Depuis plus de 15 ans, ASF œuvre aux côtés des acteur·rice·s tunisien·nes pour renforcer l’État de droit, promouvoir l’accès à la justice et défendre les droits humains. À travers son travail avec les institutions publiques, les avocat·e·s et la société civile, l’organisation a accompagné des milliers de personnes en situation de vulnérabilité et contribué à promouvoir les principes du procès équitable et d’une justice indépendante.

Cette décision de suspension, qu’ASF juge juridiquement infondée, s’inscrit dans un contexte plus large de restrictions visant les organisations de la société civile tunisienne.
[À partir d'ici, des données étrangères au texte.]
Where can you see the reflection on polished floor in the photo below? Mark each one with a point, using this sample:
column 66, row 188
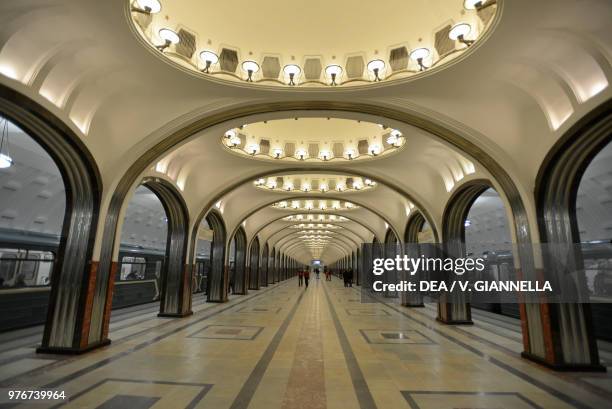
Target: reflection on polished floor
column 286, row 347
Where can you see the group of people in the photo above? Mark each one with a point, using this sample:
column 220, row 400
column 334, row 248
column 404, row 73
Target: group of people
column 304, row 276
column 347, row 275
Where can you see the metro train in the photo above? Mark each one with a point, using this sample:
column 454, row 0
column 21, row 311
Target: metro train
column 26, row 266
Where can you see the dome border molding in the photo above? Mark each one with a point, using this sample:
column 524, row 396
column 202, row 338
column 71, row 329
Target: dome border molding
column 240, row 83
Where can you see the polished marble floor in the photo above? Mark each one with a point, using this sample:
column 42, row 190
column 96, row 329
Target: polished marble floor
column 287, row 347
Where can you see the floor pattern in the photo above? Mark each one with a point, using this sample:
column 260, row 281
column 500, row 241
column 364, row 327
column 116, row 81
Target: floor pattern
column 285, row 347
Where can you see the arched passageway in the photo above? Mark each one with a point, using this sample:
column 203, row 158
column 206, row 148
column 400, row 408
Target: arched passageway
column 488, row 236
column 239, row 271
column 176, row 281
column 391, row 250
column 264, row 268
column 570, row 331
column 142, row 251
column 218, row 280
column 68, row 325
column 253, row 269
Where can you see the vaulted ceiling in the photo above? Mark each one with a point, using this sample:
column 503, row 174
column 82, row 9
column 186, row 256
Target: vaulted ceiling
column 541, row 68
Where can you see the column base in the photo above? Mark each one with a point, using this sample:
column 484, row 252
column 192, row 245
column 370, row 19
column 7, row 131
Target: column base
column 174, row 314
column 455, row 322
column 70, row 350
column 564, row 367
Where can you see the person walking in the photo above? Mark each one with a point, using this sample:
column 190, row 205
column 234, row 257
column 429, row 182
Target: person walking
column 306, row 277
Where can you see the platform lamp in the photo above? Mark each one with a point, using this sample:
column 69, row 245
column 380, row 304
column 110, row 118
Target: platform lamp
column 146, row 6
column 251, row 67
column 301, row 154
column 350, row 154
column 277, row 153
column 292, row 71
column 5, row 158
column 208, row 58
column 458, row 33
column 169, row 36
column 375, row 67
column 474, row 4
column 418, row 55
column 334, row 71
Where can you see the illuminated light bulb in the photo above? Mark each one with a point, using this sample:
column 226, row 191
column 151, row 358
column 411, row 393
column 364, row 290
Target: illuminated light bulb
column 374, row 149
column 376, row 67
column 209, row 58
column 169, row 36
column 418, row 55
column 5, row 161
column 474, row 4
column 148, row 6
column 250, row 67
column 277, row 152
column 292, row 71
column 350, row 153
column 325, row 155
column 234, row 141
column 301, row 154
column 458, row 33
column 253, row 148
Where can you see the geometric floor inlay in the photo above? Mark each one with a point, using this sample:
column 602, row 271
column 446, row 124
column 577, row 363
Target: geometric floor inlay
column 258, row 310
column 234, row 332
column 129, row 402
column 378, row 336
column 467, row 400
column 138, row 394
column 370, row 312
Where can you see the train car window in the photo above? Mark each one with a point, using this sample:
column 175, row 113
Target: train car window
column 29, row 266
column 8, row 266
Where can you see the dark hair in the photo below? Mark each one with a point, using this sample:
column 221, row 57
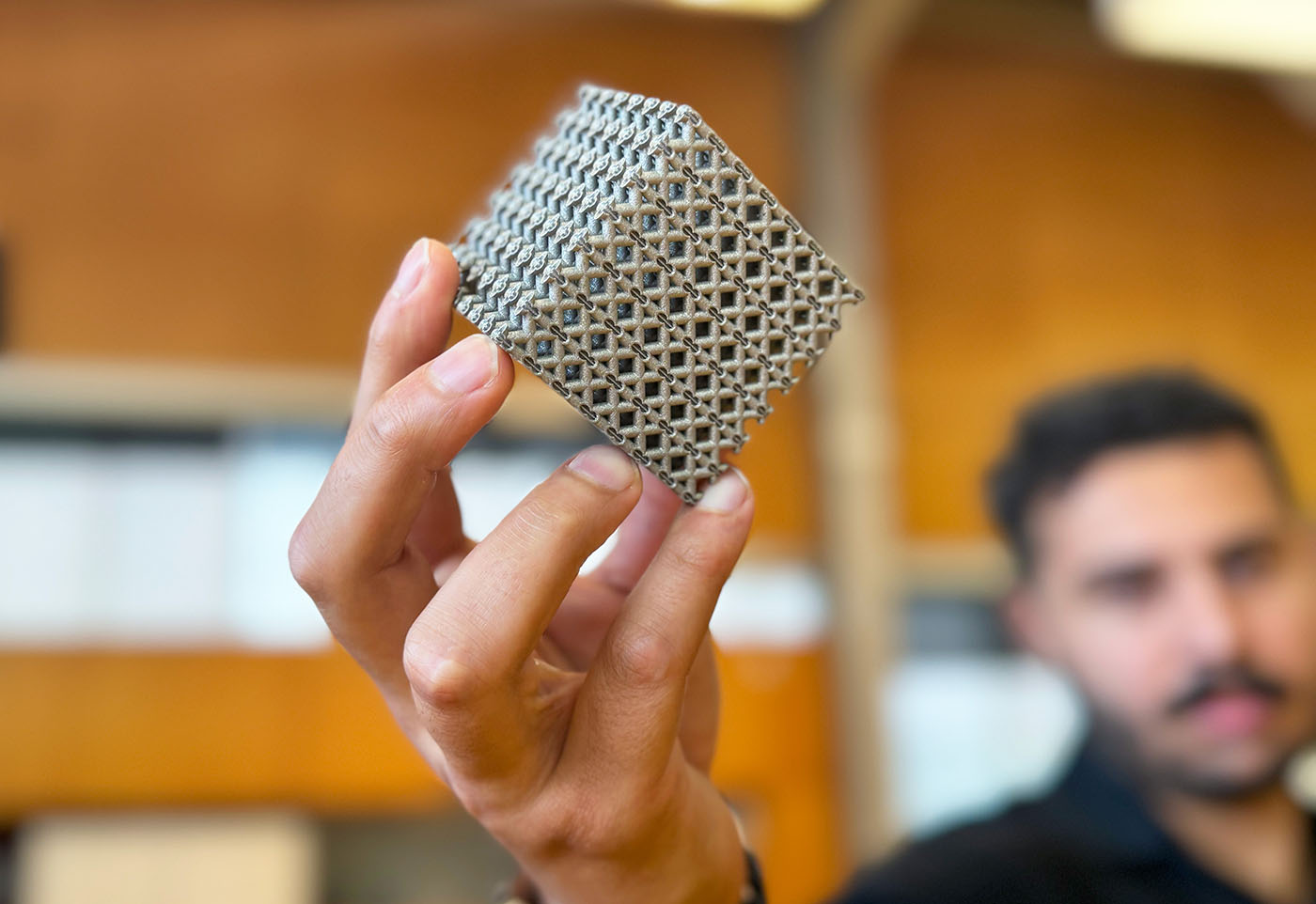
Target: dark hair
column 1061, row 433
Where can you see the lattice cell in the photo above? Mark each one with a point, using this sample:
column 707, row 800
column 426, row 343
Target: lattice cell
column 638, row 267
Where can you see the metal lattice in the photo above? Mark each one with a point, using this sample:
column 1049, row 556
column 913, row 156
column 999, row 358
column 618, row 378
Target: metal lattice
column 641, row 270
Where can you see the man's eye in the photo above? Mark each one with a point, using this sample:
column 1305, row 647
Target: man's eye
column 1127, row 588
column 1246, row 565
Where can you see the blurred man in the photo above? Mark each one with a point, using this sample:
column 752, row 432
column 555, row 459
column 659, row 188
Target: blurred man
column 1164, row 569
column 1162, row 566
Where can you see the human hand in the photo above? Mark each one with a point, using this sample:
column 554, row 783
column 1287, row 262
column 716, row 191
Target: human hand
column 572, row 715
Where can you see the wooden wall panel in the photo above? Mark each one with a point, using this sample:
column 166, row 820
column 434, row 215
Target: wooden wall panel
column 1053, row 212
column 140, row 729
column 239, row 180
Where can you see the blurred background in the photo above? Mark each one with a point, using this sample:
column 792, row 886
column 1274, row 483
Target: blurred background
column 201, row 203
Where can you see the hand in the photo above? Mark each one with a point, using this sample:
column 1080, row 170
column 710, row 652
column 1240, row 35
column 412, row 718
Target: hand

Elle intervient après plusieurs années marquées par un rétrécissement progressif de l’espace civique, des pressions croissantes sur les défenseur·euse·es des droits humains, les avocat·e·s les journalistes et les organisations indépendantes.

Au-delà de l’impact institutionnel, cette suspension touche directement les équipes engagées sur le terrain, les partenaires locaux, mais surtout les centaines de personnes pour lesquelles l’aide juridique représente parfois le dernier recours.

Nous remercions du fond du cœur nos équipes pour leur engagement, tout comme les centaines de personnalités, associations, bénéficiaires et citoyen·ne·s ayant exprimé leur solidarité et leur soutien. Vos messages nous apportent force et réconfort dans cette période de doute et d’incertitude.

Nous exprimons également notre pleine solidarité avec toutes les organisations qui ont été la cible des mêmes mesures de restriction.

Face à cette situation, la solidarité est essentielle.

Soutenir les organisations de défense des droits humains, c’est défendre les principes fondamentaux de justice, de dignité et de liberté d’association.

ASF a annoncé exercer les voies de recours nécessaires pour contester cette décision et poursuivre son engagement en faveur de l’État de droit en Tunisie.